The Desktop, this build still has the separate start menu buttons, with the others being find and help.
The find button kind of mirrors Windows 10 in a way, that you can search directly from the taskbar. Chicago M5 just simply opens a menu to launch the find feature but does make it more accessible, later Windows versions would move this to the Start Menu itself.
Copying a file using the explorer interface. In this build this was still referred to as the File Cabinet
Disk drive properties window, this gives access to the capacity and used space of the drives present in the system.
Colour scheme settings, many of the Windows 3.x schemes are still present and can be applied, though some of the windows and buttons remain grey.

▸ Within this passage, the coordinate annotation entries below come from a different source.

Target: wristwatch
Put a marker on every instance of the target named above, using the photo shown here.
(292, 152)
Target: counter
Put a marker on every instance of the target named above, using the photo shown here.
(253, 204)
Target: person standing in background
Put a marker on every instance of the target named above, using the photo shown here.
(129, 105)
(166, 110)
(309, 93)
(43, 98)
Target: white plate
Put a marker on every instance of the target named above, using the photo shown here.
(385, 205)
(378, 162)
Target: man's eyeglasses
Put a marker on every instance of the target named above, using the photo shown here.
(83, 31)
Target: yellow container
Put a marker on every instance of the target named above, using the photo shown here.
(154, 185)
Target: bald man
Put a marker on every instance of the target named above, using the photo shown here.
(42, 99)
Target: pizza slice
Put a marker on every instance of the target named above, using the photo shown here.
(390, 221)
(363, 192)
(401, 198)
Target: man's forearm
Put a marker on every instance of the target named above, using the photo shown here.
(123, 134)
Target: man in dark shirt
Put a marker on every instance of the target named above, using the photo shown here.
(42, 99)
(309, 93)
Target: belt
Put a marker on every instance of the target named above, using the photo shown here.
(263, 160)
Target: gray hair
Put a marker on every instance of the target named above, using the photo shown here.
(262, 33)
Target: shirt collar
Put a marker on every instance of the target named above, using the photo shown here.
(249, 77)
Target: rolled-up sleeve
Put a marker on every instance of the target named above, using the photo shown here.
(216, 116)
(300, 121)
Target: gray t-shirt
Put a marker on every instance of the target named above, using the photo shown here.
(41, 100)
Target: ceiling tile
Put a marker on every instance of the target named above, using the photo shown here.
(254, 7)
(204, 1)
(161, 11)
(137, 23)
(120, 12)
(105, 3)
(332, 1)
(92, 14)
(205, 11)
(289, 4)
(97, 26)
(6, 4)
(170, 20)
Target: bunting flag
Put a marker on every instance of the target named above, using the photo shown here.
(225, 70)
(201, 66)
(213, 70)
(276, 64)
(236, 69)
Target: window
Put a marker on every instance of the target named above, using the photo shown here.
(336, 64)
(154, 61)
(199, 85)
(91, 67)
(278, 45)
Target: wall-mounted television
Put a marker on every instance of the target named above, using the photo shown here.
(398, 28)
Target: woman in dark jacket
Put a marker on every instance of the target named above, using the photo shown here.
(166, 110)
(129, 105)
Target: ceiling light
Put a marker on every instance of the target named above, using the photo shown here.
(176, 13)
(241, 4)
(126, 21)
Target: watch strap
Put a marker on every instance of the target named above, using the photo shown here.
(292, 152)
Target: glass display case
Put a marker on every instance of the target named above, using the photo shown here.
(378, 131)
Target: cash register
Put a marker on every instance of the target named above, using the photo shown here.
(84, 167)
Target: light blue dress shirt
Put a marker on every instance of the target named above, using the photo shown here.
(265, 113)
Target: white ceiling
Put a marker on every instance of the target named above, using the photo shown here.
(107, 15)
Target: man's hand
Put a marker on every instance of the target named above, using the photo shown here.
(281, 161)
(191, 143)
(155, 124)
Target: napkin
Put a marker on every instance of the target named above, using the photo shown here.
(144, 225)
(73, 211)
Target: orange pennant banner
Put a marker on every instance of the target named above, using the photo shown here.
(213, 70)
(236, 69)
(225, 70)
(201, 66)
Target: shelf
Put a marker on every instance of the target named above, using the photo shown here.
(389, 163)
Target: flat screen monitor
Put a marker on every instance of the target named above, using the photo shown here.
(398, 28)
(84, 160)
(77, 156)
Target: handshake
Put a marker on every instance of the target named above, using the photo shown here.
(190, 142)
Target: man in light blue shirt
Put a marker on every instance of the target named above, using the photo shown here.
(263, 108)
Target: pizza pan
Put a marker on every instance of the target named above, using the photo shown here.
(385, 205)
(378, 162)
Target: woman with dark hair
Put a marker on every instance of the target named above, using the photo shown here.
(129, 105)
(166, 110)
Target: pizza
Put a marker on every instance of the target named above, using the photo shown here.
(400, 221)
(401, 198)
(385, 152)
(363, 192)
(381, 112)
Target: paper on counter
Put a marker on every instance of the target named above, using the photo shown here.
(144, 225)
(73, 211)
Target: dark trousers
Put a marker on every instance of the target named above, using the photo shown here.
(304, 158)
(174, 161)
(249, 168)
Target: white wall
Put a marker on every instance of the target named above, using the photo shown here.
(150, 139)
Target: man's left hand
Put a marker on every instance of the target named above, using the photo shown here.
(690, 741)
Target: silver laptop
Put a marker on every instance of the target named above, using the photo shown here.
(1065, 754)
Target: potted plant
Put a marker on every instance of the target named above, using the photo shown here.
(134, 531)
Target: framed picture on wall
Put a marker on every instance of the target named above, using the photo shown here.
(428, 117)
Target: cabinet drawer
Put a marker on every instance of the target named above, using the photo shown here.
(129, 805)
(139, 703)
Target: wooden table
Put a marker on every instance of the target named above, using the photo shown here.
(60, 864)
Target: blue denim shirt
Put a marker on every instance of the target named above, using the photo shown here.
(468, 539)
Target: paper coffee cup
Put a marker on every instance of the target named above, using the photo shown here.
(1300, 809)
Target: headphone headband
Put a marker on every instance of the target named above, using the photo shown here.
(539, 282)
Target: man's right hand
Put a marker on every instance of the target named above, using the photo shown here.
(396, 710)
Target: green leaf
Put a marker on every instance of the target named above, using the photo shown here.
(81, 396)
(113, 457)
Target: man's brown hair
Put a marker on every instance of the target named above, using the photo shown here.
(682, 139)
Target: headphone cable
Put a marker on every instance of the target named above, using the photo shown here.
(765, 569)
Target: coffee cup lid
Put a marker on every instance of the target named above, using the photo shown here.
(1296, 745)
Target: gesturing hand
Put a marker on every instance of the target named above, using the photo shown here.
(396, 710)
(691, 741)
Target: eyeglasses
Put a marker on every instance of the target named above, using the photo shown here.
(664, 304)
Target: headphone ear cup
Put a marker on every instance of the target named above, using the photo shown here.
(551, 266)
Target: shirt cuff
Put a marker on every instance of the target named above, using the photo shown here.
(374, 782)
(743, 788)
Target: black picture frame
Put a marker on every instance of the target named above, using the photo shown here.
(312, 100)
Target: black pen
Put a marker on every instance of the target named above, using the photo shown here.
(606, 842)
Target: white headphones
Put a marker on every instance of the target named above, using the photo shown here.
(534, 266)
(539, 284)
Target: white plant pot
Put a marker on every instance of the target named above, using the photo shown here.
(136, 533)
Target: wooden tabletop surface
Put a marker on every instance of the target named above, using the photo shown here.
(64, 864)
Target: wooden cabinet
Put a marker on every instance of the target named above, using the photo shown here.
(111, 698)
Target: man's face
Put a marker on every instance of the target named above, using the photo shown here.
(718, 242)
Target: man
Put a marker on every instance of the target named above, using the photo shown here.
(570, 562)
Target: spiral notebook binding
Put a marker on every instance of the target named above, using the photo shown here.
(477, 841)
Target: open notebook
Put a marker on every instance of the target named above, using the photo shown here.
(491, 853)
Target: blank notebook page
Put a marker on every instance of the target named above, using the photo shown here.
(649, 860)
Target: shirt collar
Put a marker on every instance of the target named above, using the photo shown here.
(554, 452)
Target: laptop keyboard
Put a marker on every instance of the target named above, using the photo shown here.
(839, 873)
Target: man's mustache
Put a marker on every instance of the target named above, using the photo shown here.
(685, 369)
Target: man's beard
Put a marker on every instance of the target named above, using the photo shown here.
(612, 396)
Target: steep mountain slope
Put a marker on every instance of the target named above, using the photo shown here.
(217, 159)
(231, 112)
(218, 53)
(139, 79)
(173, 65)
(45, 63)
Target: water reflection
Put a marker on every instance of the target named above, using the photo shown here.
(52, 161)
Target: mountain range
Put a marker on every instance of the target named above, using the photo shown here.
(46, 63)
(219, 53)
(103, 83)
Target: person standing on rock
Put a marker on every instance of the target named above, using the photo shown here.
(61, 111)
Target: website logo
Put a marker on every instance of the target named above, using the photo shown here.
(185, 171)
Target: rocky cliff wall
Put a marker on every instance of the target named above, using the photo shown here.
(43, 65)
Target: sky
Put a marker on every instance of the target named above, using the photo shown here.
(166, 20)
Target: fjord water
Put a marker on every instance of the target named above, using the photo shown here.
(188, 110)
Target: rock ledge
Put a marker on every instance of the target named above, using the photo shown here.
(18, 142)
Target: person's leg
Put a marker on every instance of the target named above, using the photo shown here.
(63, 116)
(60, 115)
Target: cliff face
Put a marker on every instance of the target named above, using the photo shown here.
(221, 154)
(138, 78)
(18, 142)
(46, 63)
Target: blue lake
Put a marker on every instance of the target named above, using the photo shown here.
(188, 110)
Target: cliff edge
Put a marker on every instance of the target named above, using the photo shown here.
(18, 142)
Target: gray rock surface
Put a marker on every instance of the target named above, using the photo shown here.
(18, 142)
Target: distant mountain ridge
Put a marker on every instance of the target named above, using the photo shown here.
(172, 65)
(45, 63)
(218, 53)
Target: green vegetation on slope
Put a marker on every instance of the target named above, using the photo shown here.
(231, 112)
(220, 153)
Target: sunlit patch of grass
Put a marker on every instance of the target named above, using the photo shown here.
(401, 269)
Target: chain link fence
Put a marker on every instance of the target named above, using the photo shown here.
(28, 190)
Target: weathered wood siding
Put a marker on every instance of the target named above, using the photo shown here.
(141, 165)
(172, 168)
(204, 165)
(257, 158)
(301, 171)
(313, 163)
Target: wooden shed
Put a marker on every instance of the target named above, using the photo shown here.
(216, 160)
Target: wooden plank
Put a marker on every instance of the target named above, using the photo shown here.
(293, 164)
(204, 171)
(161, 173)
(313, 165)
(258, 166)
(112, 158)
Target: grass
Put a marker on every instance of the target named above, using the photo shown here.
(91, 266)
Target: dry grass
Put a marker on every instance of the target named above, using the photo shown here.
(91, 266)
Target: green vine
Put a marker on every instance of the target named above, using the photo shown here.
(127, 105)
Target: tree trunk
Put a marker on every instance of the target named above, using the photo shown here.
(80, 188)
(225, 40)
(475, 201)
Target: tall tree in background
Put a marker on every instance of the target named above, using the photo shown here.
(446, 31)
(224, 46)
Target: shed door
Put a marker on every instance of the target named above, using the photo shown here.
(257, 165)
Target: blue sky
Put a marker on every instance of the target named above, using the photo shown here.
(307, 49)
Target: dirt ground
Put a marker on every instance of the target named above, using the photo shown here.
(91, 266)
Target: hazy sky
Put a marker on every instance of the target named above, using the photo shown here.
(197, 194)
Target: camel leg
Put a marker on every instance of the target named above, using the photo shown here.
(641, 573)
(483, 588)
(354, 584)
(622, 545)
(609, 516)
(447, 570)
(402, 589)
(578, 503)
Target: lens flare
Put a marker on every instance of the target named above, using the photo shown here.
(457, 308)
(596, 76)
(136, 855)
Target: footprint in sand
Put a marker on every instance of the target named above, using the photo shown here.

Advanced System, an early version of the Windows Device Manager which shows the current devices present in your system. The Properties button opens a separate window that lists the Manufacturer, Model, Device ID and Plug/Play capabilities. There is also a Resources tab for IRQ, DMA Channels and Address spaces. Many of the information strings are non functional and do not yet yield any information.
Microsoft changed the way printers are now configured, moving them to a separate folder in the Main program group.
Some applications in the Accessories group have change, and are now in 32bit flavour. The existing versions are still included.
The size of the taskbar can be changed by clicking and dragging the edge of the bar,. at a certain height the clock will shift to the left of the taskbar, likely to make room for further tasks and applications, something that later Windows versions do not do.
32bit software will be hit or miss, as the API has not been fully implemented, if at all. Windows 3.11 era software should work but anything multimedia-rich appears to have issues.
Microsoft Works: Installs and works fine, this was a lightweight office suite intended for home users.
Microsoft Encarta 1993: Installs fine but complains about the soundcard not being detected towards the end of the install. Runs fine.
Internet Explorer 3: This was the Windows 3.1 version of Internet Explorer 3, Installs but fails to run, revealing the error message ‘Call to Undefined Dynalink’ Rebooting after install revels a weird error message to press Ctrl+Alt+Del to reboot your mac?
Acrobat Reader 2.0: Installs and runs fine
Netscape 1: The setup installers complains about a dialog box that it cannot display? Also fails to launch after install.
Microsoft Entertainment Pack (Best of): Works just fine
Pressing Ctrl + Alt & Delete will show this message, this is replaced by the End Task dialog box in later builds.